The two-seater, as it evolved during the war, had the pilot in the front cockpit with one or two fixed, synchronized machine guns firing between the propeller blades; the observer was in the rear cockpit with one or two flexibly mounted machine guns in addition to the camera, wireless, or other special equipment. A steady platform was required for photoreconnaissance and bomb aiming, which meant that the two-seater had to be relatively stable; yet a certain amount of speed and maneuverability were required to avoid destruction by the enemy. Good high-altitude performance was another desirable characteristic. The correct mix of these sometimes conflicting requirements and the technical means for accomplishing that mix presented difficult design problems. In the early years of the war, two-seaters were often considered to be easy prey for fighter aircraft; but as designs improved, they gave an increasingly good account of themselves in combat operations.

The development of the two-seater presents little of technical interest beyond what has already been discussed in the preceding sections on fighters and bombers. A large number of two-seat types were developed during the war, and a number of configuration concepts, including monoplanes, biplanes, triplanes, and quadruplanes were investigated. As in the case of the fighters and bombers, however, the biplane emerged as the best compromise, consistent with the existing state of technology, between the various conflicting requirements.

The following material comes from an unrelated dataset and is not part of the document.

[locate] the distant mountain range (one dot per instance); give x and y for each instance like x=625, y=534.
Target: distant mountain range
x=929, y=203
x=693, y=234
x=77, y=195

A careful consideration of the salient features leading to maximum efficiency in aeroplanes—particularly in regard to speed and climb, which were the two most important military requirements—showed that a vital feature was the reduction in the amount of weight lifted per horse-power employed; which in 1914 averaged from 20 to 25 lbs. This was effected both by gradual increase in the power and size of the engines used and by great improvement in their detailed design (by increasing compression ratio and saving weight whenever possible); with the result that the motive power of single-seater aeroplanes rose from 80 and 100 horse-power in 1914 to an average of 200 to 300 horse-power, while the actual weight of the engine fell from 3-1/2-4 lbs. per horse-power to an average of 2-1/2 lbs. per horse-power. This meant that while a pre-war engine of 100 horse-power would weigh some 400 lbs., the 1918 engine developing three times the power would have less than double the weight. The result of this improvement was that a scout aeroplane at the time of the Armistice would have 1 horse-power for every 8 lbs. of weight lifted, compared with the 20 or 25 lbs. of its 1914 predecessors. This produced a considerable increase in the rate of climb, a good postwar machine being able to reach 10,000 feet in about 5 minutes and 20,000 feet in under half an hour. Although a speed of 126 miles per hour had been attained by a specially designed racing machine over a short distance in 1914, the average at that period little exceeded, if at all, 100 miles per hour; whereas in 1918 speeds of 130 miles per hour had become a commonplace.